В ужасной безысходности, она раздвинула ноги и зажала в себе стоны, ожидая только, чтобы он хоть как-нибудь с ней справился и отвалил к черту…
Коротко выдохнув, он приподнялся на руках. Слез, освободив ее от давящей тяжести.
Она лежала в мокрой омерзительной тине.
Раздавленная.
Содрогаясь в похожих на икоту сухих рыданиях.
Выжигая глаза, вспыхнул свет. Она зажмурилась.
Через боли, через синяки села, чтобы скрыть свою наготу, пригнула голову и скорчилась.
Она уже не рыдала, только скулила. Скулила и все почему-то ждала, что он подойдет к ней. И что-нибудь скажет. Она не могла выносить этого раздирающего одиночества. Только слово, хотя бы слово… она не могла жить… не могла жить…. не могла жить в таком безмерном, вечном, без надежды, исхода одиночестве.

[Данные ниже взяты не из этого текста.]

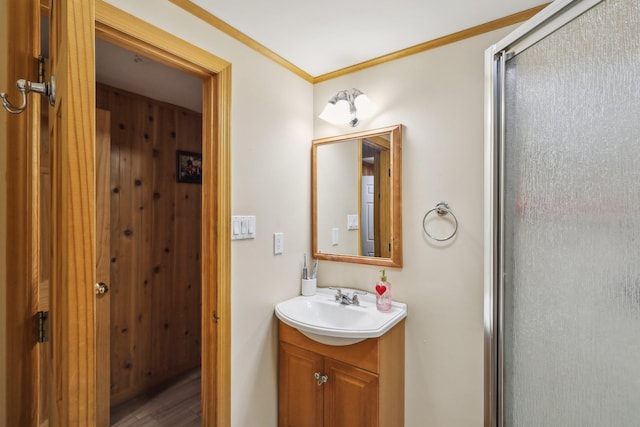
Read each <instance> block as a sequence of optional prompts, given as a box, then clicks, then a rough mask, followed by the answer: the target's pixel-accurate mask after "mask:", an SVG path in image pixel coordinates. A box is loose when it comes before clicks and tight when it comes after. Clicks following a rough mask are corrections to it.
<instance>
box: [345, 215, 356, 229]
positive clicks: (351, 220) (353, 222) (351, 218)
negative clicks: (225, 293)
mask: <svg viewBox="0 0 640 427" xmlns="http://www.w3.org/2000/svg"><path fill="white" fill-rule="evenodd" d="M357 229H358V215H357V214H356V215H347V230H357Z"/></svg>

Тоска одиночества сжимала ей сердце. Так больно, удушливо, что раз за разом она разевала рот, чтобы не задохнуться.
Он ходил по залу в трусах, всклокоченный, с ног до головы в зелени — он выглядел ничуть не лучше ее — и она держалась за эту крошечную надежду. Он блуждал возбужденный, отсутствующий, потерянный, не понимая, куда… зачем…
Она скулила все тише, чтобы не раздражать его. Она уже только содрогалась. И не могла с собой справиться. Она содрогалась мучительно-часто до судорожной, рвущей ей мышцы боли. Она содрогалась и содрогалась, вскидывая голову.
Он уходил и возвращался, не замечая ее.
Потом она увидела, что он несет ей одежду.
Она отвернулась, со сладостным вздохом радости презирая его за эту жалкую-жалкую попытку примирения.
Что-то рядом с нею шлепнулось.
Белые джинсы в краску.
С отрешенным лицом, с равнодушием бессмертного бога, он бросил в тину ее рубашку, уронил носок… и другой… И ступил на джинсы, чтобы умять, затоптать их в зеленое — еще сильнее и гаже. До конца.